Nowadays PTI is nothing short of an Imran Khan cult with the added spice of PPP turncoats who have seen the ‘tabdeeli’ in their respective parties and believe it is time to move on to pastures new. Somewhere they will find more benefit. It is a point that can’t be argued, politically PTI maybe gaining more names or as we know them ‘electables’. The hope inside Bani Gala is that these electables will equate to more voters come election day. And maybe there will be more voters. Maybe PTI will win the GE if they can outwit the expert brothers at their own game. The question is what will have PTI sacrificed?

It is no secret Khan promised a new Pakistan. A Pakistan where the poor dreamt of an apolitical police force and a fair justice system – or can we call it ‘do nahi, ek Pakistan’ as per the PTI election motto. A Pakistan where the MNAs served the constituents in contrast to ruling them. So what changed? Did Khan change the game plan or did he just run out of patience playing the nation for fools? Or is it that Khan underestimated the power of the truth and the power of the people?

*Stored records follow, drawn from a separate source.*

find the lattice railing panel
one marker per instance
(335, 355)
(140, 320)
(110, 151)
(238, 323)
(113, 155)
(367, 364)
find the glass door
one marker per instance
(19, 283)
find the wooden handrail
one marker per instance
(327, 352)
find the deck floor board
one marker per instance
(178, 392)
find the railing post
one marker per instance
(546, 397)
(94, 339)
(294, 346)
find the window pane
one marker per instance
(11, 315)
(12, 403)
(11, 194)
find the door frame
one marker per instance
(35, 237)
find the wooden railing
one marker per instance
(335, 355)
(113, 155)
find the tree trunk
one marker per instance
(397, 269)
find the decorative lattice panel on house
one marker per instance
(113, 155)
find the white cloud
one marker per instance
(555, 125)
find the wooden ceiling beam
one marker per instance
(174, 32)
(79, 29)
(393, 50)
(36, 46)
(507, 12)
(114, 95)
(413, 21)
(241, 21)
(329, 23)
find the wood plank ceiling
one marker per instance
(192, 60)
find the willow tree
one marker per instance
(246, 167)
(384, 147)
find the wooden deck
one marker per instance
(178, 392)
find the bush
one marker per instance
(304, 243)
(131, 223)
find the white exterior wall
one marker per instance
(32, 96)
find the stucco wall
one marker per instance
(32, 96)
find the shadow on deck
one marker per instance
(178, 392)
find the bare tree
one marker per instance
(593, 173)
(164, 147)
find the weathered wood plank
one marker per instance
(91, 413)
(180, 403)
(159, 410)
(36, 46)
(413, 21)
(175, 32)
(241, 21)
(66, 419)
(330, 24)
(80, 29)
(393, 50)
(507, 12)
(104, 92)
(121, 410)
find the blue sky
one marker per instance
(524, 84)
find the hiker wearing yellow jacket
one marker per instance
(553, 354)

Khan has always referred to Western democracies for lessons and insight, especially the UK. Here, I would like to bring attention to the recent few months in the British political landscape. The General Elections, which experts predicted to be a majority win for the Tories actually had them lose the majority to an underdog who had been written off. Though I mention the recent few months, this story started around three decades ago.

Jeremy Corbyn has been Islington North’s Member of Parliament since 1983. After the dismal Labour performance in the last GE, he won the leadership race not once but twice. He had to win it twice because the status quo politicians didn’t want a man of his style as Labour leader and managed to push for a second Labour leadership election. Yet by winning twice he proved he was in fact the people’s choice. During this time the large majority of the senior Labour MPs wrote him off and left him to pick up the pieces. Now he has delivered the biggest political upset possibly since the second world war. The question is how did he do it? People will give it many reasons, I believe there are only two — consistency and the truth.

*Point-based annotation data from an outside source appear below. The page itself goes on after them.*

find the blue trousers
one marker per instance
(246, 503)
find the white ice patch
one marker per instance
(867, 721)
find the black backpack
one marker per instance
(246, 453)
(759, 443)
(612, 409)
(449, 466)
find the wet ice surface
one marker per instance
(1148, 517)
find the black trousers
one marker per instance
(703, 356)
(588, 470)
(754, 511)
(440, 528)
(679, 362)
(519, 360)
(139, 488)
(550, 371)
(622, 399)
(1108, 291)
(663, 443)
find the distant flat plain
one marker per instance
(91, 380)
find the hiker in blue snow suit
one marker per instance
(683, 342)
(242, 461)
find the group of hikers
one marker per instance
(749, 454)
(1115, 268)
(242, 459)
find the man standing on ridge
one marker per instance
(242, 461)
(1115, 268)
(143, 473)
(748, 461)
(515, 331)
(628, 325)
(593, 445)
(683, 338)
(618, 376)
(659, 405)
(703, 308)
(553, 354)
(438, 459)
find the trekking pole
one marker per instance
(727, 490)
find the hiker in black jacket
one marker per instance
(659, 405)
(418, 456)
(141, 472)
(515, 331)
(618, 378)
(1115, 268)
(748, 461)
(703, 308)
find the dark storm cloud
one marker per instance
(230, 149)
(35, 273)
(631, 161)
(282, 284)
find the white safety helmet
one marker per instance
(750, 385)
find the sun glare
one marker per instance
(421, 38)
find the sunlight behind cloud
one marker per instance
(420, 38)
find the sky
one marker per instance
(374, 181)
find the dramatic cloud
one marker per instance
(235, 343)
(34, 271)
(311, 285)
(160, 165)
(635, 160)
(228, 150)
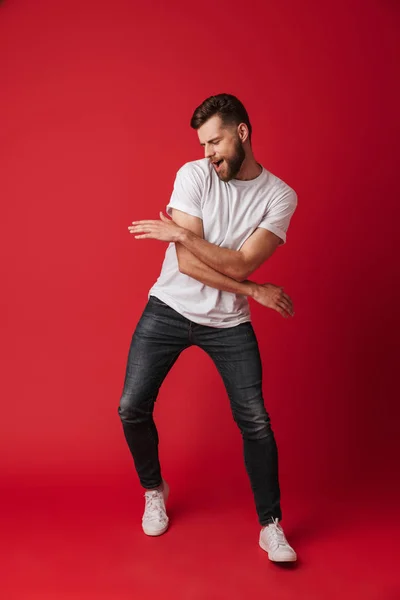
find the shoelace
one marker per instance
(275, 534)
(154, 508)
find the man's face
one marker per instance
(222, 143)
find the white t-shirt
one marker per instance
(231, 212)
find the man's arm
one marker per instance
(236, 264)
(267, 294)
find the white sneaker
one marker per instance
(155, 520)
(273, 541)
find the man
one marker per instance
(229, 214)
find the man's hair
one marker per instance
(227, 107)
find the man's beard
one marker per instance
(233, 165)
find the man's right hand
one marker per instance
(273, 296)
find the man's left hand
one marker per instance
(164, 230)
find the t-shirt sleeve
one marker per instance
(280, 211)
(187, 192)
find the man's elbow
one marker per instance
(240, 273)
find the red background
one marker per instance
(95, 104)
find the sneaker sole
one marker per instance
(155, 533)
(264, 547)
(159, 531)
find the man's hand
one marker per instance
(273, 296)
(164, 230)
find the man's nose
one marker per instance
(208, 152)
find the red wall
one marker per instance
(95, 104)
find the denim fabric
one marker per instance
(159, 338)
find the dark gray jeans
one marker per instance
(160, 336)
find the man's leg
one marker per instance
(159, 338)
(236, 355)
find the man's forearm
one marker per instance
(193, 267)
(223, 260)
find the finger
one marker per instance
(139, 228)
(286, 305)
(281, 311)
(147, 222)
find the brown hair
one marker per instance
(226, 106)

A recent video being shared on social media shows Corbyn’s stance on equal opportunities unwavering as far back as the videos go. He was one of the few MPs standing openly against the Iraq invasion and many more important issues — just take a look a he’s voting record and it will show he has been on the right side of history, not once but throughout. With regards to truth, a quick google search will show that Corbyn was targeted for his stance on Nuclear weapon usage (he believes in disarming) on many occasions during the election campaign, and although he knew he could easily win voters by choosing the easy way, he remained truthful. This is just one example of he’s integrity.

He dresses and speaks simple. He offers solutions which put people first and the establishment second. The campaign slogan for Labour was ‘For the Many, not the few’ — and this is what resonated with the people who came out to vote, especially the youth. If you look at the team he had, there were little-to-no ‘big’ names. Just one man on a mission to change the face of politics for the better – reminiscent of an Imran Khan of yesteryear.

People may claim that Pakistan’s landscape is different, it takes electables or it takes a certain degree of ‘back handers’, but the counter argument is politics is a dirty game wherever it is being played. Corbyn didn’t have any electables, nor did he play dirty tricks, he gave the people something to believe in. The similarities of the tabdeeli delivered by Corbyn and the pre-2011 era of PTI can’t be ignored – whether we accept it or not.

So for the conductors of the questionable recent events in PTI, it may be worth going back to basics, you never know, the people may even help you deliver a win if you give them what they really want! Trust me, it certainly beats selling your soul to the devil.